Originally shared by Fredrik Wiberg Soil moisture fail.

Originally shared by Fredrik Wiberg

Soil moisture fail. The soil moisture sensor I used for my Plant Monitoring was a huge fail. I used a cheap sensor from china that didn’t seem to handle water so well! ! The conductive foil has deteriated! The new solution is a lot simpler. 2 wirer soldered to two nails. Seem to work just fine.

You could generate AC current with your microcontroller. Then both sites would deteriate but slowly.

Solution: capacitives sensors

http://www.dfrobot.com/index.php?route=product/product&product_id=1385#.VzCC16ghXqA

How old is the probe, and how many powered hours has it logged? My plant water probes only power up the sensor for 0.5 seconds per six hours… just long enough for the op-amp on the sensor to stabilize and the adc to capture a value. Then the entire thing is turned off.

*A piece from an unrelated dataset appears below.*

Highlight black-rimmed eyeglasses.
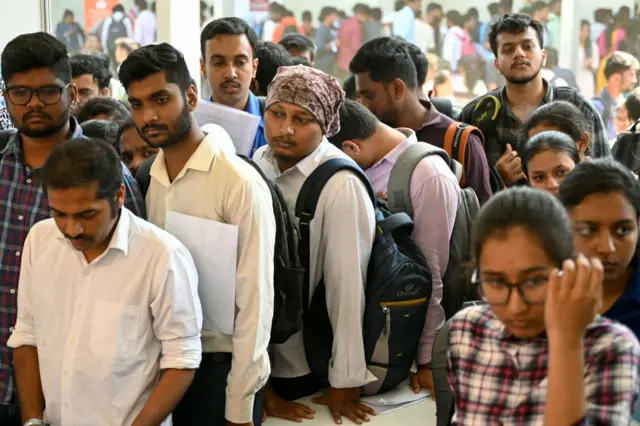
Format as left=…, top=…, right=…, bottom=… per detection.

schematic for an i2c based module here:
https://drive.google.com/open?id=0B8I8gtvTqCqrRnRzUjg3Ynp0dUU

I used an mcp23008 to power the soil sensors, and an ads1115 module (from ebay) as the adc.

With electrolysis the metals move from one pole to the other .
If you use alternating current almost no deteriaration will occur.

@hagay_godovanik do you have a link to share, how to sample ac voltage with one of these conductance probes? oh, how will the ESP8266 generate the ac voltage?

If you have 2 adc available you can conect the probe to 2 output pins via resistors whose values are soil dependent. You then alternate 10 01 on those outputs and monitor the diffrence on the probe point’s.
Once upon a time i used a sine wave generator and opamps but that might be overdoing it.
Mind you that to realy adjust these probes is very soil dependent and even roughfly accurate takes a long time.